Ein Skelett des Dysalotosaurus lettowvorbecki steht im Museum für Naturkunde in Berlin.
Ein Skelett des Dysalotosaurus lettowvorbecki steht im Museum für Naturkunde in Berlin.Sebastian Gollnow/dpa

Wie groß ist das Problem?

Etwa 20 Prozent der Tiernamen sind nach einer Schätzung der internationalen Kommission für zoologische Nomenklatur – dem Gremium, das die Regeln zur Benennung herausgibt – sogenannte Eponyme. Das sind Namen, die Personen ehren sollen. Diese seien damit die größte Gruppe von Namen, die Anstoß erregen könnten, schreibt die Kommission in einer Stellungnahme. Toponyme, also Ortsnamen, könnten ebenfalls als beleidigend empfunden werden. Sie machten etwa 10 Prozent der Namen aus. „Somit könnten mehrere Hunderttausend akzeptierte wissenschaftliche Namen infrage gestellt werden“, heißt es.

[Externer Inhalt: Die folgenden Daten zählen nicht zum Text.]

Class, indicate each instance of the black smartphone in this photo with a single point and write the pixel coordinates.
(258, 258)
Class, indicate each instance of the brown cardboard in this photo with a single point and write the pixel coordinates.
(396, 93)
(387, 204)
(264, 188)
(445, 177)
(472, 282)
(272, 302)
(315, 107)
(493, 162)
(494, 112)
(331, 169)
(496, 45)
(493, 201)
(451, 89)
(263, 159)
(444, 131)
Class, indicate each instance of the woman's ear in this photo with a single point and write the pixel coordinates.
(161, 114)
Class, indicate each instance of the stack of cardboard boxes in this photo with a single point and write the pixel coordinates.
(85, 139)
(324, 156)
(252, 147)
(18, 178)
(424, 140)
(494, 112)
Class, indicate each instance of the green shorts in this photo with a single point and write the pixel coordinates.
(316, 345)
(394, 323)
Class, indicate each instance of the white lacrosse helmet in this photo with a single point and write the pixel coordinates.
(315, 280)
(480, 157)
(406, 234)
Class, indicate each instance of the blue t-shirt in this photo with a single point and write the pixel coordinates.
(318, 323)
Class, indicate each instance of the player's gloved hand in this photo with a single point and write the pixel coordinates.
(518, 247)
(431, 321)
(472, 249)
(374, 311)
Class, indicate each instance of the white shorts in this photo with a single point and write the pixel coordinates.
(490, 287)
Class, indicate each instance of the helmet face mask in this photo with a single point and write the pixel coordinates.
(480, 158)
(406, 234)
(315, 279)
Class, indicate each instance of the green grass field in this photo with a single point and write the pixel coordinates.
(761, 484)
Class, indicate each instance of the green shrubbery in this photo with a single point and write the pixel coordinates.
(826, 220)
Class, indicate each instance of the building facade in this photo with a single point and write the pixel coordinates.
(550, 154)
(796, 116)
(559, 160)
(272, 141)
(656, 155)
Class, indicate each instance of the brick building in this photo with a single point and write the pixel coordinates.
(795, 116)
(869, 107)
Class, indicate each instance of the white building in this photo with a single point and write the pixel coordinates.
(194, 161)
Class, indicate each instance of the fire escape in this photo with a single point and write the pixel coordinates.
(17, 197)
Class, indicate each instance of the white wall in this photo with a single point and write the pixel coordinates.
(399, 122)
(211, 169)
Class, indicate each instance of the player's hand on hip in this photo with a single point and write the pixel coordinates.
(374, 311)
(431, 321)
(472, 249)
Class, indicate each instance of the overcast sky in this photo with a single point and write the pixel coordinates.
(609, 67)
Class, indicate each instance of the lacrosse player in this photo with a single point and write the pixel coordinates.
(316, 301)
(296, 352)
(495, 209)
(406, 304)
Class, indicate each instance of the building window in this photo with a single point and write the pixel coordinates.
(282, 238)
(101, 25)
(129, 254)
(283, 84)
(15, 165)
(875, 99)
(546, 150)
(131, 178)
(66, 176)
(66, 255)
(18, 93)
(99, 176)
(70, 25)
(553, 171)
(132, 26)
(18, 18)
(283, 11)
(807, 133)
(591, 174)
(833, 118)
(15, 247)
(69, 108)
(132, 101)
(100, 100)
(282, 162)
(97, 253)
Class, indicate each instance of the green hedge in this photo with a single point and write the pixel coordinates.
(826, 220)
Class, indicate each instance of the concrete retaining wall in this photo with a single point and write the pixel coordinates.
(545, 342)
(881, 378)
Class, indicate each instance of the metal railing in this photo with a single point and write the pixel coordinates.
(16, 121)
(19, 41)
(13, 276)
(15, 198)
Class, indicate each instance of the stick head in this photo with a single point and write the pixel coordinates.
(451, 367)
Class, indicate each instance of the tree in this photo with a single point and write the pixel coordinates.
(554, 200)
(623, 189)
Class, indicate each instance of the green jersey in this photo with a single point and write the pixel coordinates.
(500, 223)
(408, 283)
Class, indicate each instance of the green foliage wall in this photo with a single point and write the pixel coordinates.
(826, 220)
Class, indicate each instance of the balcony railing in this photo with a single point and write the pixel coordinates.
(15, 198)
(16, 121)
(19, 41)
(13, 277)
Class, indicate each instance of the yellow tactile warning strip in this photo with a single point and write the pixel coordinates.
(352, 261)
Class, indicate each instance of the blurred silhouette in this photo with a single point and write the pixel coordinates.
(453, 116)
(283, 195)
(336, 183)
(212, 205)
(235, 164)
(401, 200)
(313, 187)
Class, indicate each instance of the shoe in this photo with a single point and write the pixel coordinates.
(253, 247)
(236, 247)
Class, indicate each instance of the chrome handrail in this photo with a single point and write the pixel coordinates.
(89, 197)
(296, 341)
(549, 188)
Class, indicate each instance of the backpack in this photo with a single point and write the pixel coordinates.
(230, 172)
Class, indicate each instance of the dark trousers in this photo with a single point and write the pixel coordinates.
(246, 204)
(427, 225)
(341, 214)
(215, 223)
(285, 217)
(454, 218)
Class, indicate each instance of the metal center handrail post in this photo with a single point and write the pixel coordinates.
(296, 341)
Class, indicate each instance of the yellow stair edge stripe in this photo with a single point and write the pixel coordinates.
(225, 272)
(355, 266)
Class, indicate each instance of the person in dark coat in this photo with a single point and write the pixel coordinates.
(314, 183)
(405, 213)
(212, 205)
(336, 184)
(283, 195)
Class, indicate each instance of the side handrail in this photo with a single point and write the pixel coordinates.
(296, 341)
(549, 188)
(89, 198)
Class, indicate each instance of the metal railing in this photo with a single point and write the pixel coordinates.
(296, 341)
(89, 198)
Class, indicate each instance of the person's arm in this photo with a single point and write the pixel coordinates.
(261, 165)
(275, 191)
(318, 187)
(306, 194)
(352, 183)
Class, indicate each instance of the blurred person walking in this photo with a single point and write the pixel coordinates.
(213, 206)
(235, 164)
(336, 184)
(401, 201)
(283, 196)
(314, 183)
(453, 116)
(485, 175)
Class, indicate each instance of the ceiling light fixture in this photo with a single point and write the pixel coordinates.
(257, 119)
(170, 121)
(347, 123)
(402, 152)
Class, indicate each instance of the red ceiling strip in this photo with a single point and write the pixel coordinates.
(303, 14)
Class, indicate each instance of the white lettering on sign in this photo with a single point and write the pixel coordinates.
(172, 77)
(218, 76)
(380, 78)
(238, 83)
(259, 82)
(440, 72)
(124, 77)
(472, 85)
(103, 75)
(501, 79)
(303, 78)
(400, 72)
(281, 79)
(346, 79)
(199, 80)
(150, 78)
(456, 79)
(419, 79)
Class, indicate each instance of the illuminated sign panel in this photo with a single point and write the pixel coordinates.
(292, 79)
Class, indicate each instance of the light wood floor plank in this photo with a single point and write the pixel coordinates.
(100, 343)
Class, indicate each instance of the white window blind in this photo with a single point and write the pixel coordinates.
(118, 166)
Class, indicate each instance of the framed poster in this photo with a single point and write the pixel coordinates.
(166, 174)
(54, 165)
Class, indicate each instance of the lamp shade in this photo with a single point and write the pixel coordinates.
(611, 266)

Bei den Dinosaurier-Namen bewerteten die Forschenden weniger als drei Prozent als problematisch. In Zahlen ausgedrückt sei das Problem wirklich unbedeutend, erklärt Mitautor Evangelos Vlachos vom Paläontologischen Museum im argentinischen Trelew in dem Nature-Bericht. Dennoch sei es von großer Relevanz: Man müsse die bisherige Praxis kritisch überprüfen und versuchen, Fehler zu korrigieren, fordert er.

Was sagt die internationale Kommission für zoologische Nomenklatur dazu?

Die Kommission lehnt eine Umbenennung von Tieren aus ethischen Gründen ab. „Wir verstehen natürlich, dass manche Namen Unbehagen oder Anstoß erregen können“, sagt der Taxonomist Daniel Whitmore vom Staatlichen Museum für Naturkunde in Stuttgart, der Mitglied der Kommission ist. Priorität habe aber eine universelle und stabile Nomenklatur, damit es keine Verwirrung gebe. „Es ist nicht unsere Aufgabe, darüber zu urteilen, ob Namen beleidigend oder ethisch nicht vertretbar sind, denn das ist eine sehr subjektive und persönliche Angelegenheit“, ergänzt er. „Es wäre also schwierig, eine Entscheidung zu treffen, mit der alle zufrieden sind.“

Dass es nach den Nomenklatur-Regeln aktuell nicht möglich ist, Tierarten umzubenennen, kann der Berliner Zoologe Ohl nachvollziehen. „Da will die Kommission auch ohne Weiteres nicht ran, weil sie nicht weiß, wie das im Detail umgesetzt werden muss, um Klarheit zu schaffen – und weil sie Angst hat, die Büchse der Pandora zu öffnen“, sagt er. Aber die Kommission müsse sich damit auseinandersetzen und Kriterien finden, wie mit ethisch fragwürdigen Namen am besten umgegangen werden sollte. „Der Druck aus der Gesellschaft und der Wissenschaftsgemeinschaft ist groß.“

Ist eine Umbenennung überhaupt machbar?

„In einem Fall wie bei dem Hitler Käfer würde eine Umbenennung gar nicht viel ändern“, meint Ohl. Denn der Name würde nicht komplett verschwinden. Oft haben Tiere mehrere wissenschaftliche Bezeichnungen, in einer Art Katalog werden diese deshalb alle unter dem aktuell gültigen Namen aufgelistet. Wer den Hitler-Käfer wegen des Namens sammeln wolle, werde dies auch weiter tun, meint Ohl.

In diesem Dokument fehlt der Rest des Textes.